Loan submissions have increased dramatically in September at ValueXpress. The firm is seeing strong demand for CMBS conduit loans secured by hotels, self-storage, retail, office and industrial properties.
“As often happens at this time of year, the summer slowdown is over, and borrowers are back to work, buying or refinancing properties that need non-recourse financing or cash-out proceeds from refinancing,” commented Michael D. Sneden, Executive Vice President at ValueXpress. “In the hotel space, we are seeing a lot of refinancing of floating rate SBA 7(a) loans tied to the prime rate into fixed-rate CMBS loans to escape the unrelenting rate increases expected near term and in 2019. We are also refinancing hotels that require near-term Property Improvement Plans (PIP) by including the cost of the PIP in the loan amount.”

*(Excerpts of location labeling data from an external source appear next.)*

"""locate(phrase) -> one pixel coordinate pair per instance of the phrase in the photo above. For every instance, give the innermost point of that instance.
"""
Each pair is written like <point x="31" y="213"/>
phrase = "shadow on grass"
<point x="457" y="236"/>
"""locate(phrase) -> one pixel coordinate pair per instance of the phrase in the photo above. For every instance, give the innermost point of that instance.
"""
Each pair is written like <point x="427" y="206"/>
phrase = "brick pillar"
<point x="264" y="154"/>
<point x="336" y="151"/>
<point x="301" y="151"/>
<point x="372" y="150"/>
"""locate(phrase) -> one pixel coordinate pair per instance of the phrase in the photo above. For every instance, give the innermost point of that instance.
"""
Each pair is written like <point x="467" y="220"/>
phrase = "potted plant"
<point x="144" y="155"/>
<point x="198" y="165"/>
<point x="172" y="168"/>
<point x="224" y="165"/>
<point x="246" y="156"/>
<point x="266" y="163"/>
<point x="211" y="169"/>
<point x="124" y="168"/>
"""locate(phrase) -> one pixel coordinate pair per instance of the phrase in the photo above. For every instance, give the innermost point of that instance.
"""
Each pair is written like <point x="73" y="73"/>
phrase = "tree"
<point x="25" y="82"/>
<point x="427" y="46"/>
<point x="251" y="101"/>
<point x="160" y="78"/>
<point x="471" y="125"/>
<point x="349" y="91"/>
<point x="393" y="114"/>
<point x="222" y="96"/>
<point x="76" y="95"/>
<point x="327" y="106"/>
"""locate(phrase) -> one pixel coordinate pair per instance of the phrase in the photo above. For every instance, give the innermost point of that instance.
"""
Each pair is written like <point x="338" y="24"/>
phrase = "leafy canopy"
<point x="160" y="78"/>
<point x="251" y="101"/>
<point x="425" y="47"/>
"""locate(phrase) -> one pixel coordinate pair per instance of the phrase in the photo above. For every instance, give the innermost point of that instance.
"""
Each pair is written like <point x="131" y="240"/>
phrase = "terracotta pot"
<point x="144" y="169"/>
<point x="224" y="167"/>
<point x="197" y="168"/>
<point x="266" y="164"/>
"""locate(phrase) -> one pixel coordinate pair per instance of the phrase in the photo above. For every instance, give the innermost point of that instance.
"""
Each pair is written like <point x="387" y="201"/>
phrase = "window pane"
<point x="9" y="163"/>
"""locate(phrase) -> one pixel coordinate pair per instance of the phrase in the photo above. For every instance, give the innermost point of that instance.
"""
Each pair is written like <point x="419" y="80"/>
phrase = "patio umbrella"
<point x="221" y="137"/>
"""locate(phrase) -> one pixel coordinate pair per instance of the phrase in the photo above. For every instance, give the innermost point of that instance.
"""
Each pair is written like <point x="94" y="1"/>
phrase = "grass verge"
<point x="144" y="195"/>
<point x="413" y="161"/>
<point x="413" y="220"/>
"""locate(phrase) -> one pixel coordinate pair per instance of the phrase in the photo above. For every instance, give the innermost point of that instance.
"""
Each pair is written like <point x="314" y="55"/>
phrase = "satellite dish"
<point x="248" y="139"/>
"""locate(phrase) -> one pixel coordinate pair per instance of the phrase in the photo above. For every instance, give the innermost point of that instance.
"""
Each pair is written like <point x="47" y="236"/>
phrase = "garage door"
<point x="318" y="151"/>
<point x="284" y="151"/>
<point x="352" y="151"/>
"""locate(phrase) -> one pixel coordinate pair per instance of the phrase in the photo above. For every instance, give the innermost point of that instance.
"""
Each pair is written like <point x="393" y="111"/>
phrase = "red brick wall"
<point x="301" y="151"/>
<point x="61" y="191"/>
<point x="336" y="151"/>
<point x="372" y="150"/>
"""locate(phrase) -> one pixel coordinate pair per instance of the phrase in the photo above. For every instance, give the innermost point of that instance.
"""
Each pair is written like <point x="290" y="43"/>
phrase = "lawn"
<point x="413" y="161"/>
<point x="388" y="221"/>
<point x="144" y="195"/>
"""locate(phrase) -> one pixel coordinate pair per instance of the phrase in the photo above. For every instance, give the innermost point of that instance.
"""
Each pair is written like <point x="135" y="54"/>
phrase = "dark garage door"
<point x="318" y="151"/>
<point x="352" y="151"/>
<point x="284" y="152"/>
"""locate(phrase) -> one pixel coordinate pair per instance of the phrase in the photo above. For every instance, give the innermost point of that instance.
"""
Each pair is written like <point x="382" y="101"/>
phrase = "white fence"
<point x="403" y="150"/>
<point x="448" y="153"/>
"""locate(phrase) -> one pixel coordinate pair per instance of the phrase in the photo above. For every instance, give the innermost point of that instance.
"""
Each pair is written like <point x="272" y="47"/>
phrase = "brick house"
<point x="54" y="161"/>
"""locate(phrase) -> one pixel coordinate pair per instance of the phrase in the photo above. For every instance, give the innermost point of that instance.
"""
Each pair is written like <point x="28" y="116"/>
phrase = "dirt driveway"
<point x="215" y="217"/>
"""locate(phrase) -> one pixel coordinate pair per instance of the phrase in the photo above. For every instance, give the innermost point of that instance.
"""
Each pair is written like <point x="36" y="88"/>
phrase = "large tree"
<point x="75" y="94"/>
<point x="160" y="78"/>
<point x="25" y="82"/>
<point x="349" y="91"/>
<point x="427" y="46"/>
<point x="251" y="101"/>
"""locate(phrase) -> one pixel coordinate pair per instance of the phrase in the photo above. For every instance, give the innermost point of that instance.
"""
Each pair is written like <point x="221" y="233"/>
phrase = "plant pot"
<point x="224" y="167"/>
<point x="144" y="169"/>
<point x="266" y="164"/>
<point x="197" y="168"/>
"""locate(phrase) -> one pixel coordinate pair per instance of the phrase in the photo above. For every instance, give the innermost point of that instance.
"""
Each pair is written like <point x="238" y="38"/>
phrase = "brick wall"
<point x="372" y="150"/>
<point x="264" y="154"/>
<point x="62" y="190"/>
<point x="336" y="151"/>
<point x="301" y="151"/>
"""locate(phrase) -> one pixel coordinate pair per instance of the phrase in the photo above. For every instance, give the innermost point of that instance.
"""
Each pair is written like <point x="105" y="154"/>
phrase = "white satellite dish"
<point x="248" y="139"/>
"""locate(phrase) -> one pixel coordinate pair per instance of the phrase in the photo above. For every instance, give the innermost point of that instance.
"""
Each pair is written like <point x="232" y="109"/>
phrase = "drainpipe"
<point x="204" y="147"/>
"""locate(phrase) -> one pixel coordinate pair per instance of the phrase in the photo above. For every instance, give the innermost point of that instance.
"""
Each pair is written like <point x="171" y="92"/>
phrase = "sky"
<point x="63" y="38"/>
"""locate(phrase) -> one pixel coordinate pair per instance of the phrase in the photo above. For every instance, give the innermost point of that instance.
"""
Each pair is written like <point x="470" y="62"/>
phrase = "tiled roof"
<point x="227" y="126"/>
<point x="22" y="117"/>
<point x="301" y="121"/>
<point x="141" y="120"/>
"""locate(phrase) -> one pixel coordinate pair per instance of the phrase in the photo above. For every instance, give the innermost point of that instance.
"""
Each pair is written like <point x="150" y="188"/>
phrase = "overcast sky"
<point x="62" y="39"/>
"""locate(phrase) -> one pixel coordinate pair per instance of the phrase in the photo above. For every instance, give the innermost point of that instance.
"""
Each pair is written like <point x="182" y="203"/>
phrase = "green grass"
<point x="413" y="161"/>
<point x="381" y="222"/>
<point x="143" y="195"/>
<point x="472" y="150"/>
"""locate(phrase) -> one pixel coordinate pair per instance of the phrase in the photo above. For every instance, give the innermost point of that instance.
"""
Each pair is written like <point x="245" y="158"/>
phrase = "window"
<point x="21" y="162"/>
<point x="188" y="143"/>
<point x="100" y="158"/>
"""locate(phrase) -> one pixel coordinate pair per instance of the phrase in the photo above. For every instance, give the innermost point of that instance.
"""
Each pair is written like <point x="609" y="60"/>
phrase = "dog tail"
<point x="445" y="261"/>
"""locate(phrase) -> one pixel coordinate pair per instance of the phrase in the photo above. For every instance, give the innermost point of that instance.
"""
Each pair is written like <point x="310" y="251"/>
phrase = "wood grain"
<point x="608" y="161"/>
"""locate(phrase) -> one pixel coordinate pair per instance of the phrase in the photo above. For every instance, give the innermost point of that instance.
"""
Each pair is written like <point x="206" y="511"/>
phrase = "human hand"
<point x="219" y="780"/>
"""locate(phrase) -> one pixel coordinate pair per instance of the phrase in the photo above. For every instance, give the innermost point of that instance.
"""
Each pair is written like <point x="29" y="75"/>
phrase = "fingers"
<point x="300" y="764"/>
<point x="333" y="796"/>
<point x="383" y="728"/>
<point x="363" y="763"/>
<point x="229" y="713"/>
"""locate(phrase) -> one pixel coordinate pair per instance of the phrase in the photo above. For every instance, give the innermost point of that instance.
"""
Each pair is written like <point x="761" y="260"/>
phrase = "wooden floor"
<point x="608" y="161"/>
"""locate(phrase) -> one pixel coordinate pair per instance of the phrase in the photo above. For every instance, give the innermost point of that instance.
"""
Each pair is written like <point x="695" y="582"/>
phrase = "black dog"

“In addition, we continue to refinance maturing CMBS conduit loans into new ten-year CMBS conduit loans, often at lower rates and with cash-out proceeds,” said Dennis Suh, Senior Vice President at ValueXpress. “On the acquisition front, we are seeing IRS section 1031 tax-deferred transactions and deals being purchased by multiple sponsors who require a non-recourse loan because the partners will not provide personal guarantees required by community banks.”
We are also seeing strong demand for our fixed-fee CMBS program. The program provides for a fixed fee of $25,000 for all third-party transaction costs, including appraisal, property condition assessment, Phase I environmental and lenders’ legal costs. In addition, loan documents have been shortened, cash management is typically not required, and reserves for tenant improvements and leasing commissions can be waived. Furthermore, loan structure has been eased, creating a more “user-friendly” CMBS conduit loan.